Pencinta Kemanusiaan

Syahrir belajar di sekolah dasar Belanda (ELS), lalu Mulo (setingkat SMP) di Medan, melanjutkan AMS (setingkat SMA) bagian Sastra Klasik Barat di Bandung. Sejak kecil, ia dikenal cerdas, berpikiran tajam, kritis, lebih mengutamakan pengertian daripada menghafalkan pelajaran. Ia menonjol dalam pelajaran sejarah dan bahasa Latin, berkat buku bacaan bahasa Latin yang mengandung falsafah dan sejarah Kerajaan Romawi dan Yunani.

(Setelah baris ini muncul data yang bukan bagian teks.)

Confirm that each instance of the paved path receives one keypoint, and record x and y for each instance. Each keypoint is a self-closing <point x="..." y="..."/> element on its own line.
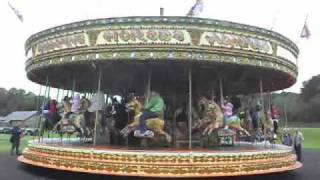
<point x="11" y="169"/>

Di Bandung, ia aktif dalam study club Patriae Scientiaque (PSQ), yang berarti untuk Tanah Air dan pengetahuan. Ia juga terlibat dalam Jong Indonesia, yang kemudian menjadi Pemuda Indonesia (PI), dan aktif di perkumpulan sandiwara Batovis. Syahrir melihat ketidakadilan dalam kolonialisme Belanda, tapi lebih mementingkan pengertian daripada mengembangkan rasa benci terhadap bangsa Belanda dan dunia Barat.

Namanya menonjol sebagai pemimpin PI ketika ia berani menegur Bung Karno sebagai ketua PNI (Partai Nasional Indonesia) yang menggunakan bahasa campuran Indonesia, Sunda, dan Belanda dalam mengarahkan anggota PI. Ia meminta Bung Karno berbicara hal-hal yang pokok saja dalam bahasa Indonesia agar mudah dimengerti. Bung Karno menerima teguran itu.

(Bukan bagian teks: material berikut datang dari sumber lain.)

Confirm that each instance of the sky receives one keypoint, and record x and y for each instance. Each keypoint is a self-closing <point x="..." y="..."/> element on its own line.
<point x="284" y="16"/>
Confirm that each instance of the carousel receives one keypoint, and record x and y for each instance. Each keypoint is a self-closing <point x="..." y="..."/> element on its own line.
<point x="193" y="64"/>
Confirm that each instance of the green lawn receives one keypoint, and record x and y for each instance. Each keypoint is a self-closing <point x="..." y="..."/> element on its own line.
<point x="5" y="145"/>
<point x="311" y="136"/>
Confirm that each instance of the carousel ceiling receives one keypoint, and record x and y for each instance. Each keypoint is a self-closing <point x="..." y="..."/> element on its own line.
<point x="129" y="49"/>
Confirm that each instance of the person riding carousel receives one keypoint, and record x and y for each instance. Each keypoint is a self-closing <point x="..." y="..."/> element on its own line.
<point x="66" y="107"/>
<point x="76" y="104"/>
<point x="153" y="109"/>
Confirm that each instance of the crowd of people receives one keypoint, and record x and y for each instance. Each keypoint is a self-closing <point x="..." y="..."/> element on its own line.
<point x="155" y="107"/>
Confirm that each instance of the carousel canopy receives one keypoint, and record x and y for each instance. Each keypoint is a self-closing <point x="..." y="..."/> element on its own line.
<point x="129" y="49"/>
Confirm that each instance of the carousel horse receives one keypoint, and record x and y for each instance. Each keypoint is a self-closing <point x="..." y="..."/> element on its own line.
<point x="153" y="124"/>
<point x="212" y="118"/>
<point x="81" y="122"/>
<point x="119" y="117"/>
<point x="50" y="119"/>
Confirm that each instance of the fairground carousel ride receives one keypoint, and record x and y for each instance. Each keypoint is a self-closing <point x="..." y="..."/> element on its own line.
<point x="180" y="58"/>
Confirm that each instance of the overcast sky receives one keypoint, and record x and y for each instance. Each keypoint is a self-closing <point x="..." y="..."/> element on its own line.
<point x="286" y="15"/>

Lulus AMS, ia melanjutkan pelajaran di Universitas Amsterdam, Negera Belanda. Syahrir, kemudian menjadi pendiri dan ketua PSI (Partai Sosialis Indonesia), begitu sampai langsung menghubungi pengurus klub Mahasiswa Sosialis Demokrat Amsterdam. Ia berpandangan, kehidupan sosialis yang sesungguhnya ditemukan pada kelas pekerja. Karena itu, untuk menyelami sosialisme dan gerakan sosialis, ia masuk gerakan Serikat Buruh dan bekerja di sekretariat Federasi Serikat Buruh Transport Internasional.

Sebagai mahasiswa, ia bergabung dalam PI yang dipimpin Moh Hatta. Dalam PI, Hatta dan Syahrir bermusuhan dengan anggota-anggota yang beraliran komunis. Akibatnya, keduanya dipecat.

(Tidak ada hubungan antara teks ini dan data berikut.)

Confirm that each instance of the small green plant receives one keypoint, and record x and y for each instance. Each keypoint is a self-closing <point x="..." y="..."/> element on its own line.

Tahun 1930, Bung Karno ditangkap Belanda dan PNI membubarkan diri. Hatta tidak setuju langkah itu, lalu berprakarsa mendirikan PNI baru, yakni Pendidikan Nasional Indonesia dan menerbitkan koran Daulat Rakyat (DR). Hatta dan Syahrir sepakat, Syahrir pulang ke Indonesia pada akhir 1931 untuk membantu PNI baru dan DR. Tahun 1932, Syahrir terpilih sebagai Ketum PNI baru.

Berbeda dengan PNI Bung Karno yang bersifat partai massa, PNI baru adalah partai kader. Syahrir tidak suka agitasi dan demagogi yang dilakukan Bung Karno. Sebagai pemikir, ia lebih suka memberikan pendidikan politik kepada rakyat. Sebagai aktivis buruh, pada akhir 1932, ia terpilih sebagai Ketua Central Persatuan Buruh Indonesia yang berkedudukan di Surabaya.
Hatta pulang pada 1933. Syahrir kemudian menyerahkan jabatan Ketum PNI baru kepada Hatta.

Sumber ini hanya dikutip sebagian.